Aussi grande pour moi, aussi récente ; et pour supporter la perte d’un bien si cher, je n’ai autour de moi que des consolations bien plus faibles que celles que vous pouvez appeler à votre aide. J’ai perdu ma fille.

Alonzo.

Une fille ! vous ? Ô ciel ! que ne sont-ils tous deux vivants dans Naples ! que n’y sont-ils roi et reine ! Pour qu’ils y fussent, je demanderais à être enseveli dans la bourbe de ce lit fangeux où est étendu mon fils ! Quand avez-vous perdu votre fille ?

Prospero.

Dans cette dernière tempête. — Ma rencontre ici, je le vois, a frappé ces seigneurs d’un tel étonnement qu’ils dévorent leur raison, croient à peine que leurs yeux les servent fidèlement, et que leurs paroles soient les sons naturels de leur voix. Mais, par quelques secousses que vous ayez été jetés hors de vos sens, tenez pour certain que je suis ce Prospero, ce même duc que la violence arracha de Milan, et qu’une étrange destinée a fait débarquer ici pour être le souverain de cette île où vous avez trouvé le naufrage. — Mais n’allons pas plus loin pour le moment : c’est une chronique à faire jour par jour, non un récit qui puisse figurer à un déjeuner, ou convenir à cette première entrevue. Vous êtes le bienvenu, seigneur. Cette grotte est ma cour : là j’ai peu de suivants ; et de sujets au dehors, aucun. Je vous prie, jetez les yeux dans cet intérieur : puisque vous m’avez rendu mon duché, je veux m’acquitter envers vous par quelque chose d’aussi précieux ; du moins je veux vous faire voir une merveille dont vous serez aussi satisfait que je peux l’être de mon duché.

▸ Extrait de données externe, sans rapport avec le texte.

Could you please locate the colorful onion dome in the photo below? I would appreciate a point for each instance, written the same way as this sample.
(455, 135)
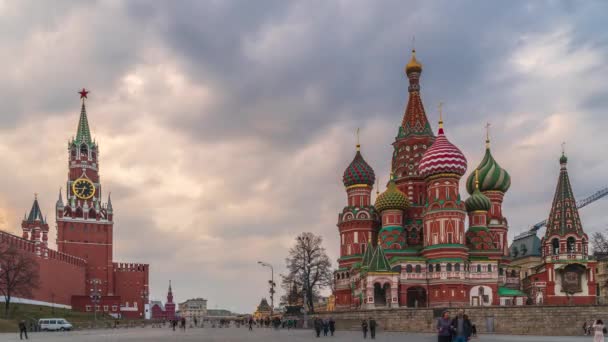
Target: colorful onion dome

(La grotte s’ouvre, et l’on voit dans le fond Ferdinand et Miranda assis et jouant ensemble aux échecs.)
Miranda.

Mon doux seigneur, vous me trichez.

Ferdinand.

Non, mon très-cher amour ; je ne le voudrais pas pour le monde entier.

Miranda.

Oui, et quand même vous voudriez disputer pour une vingtaine de royaumes, je dirais que c’est de franc jeu.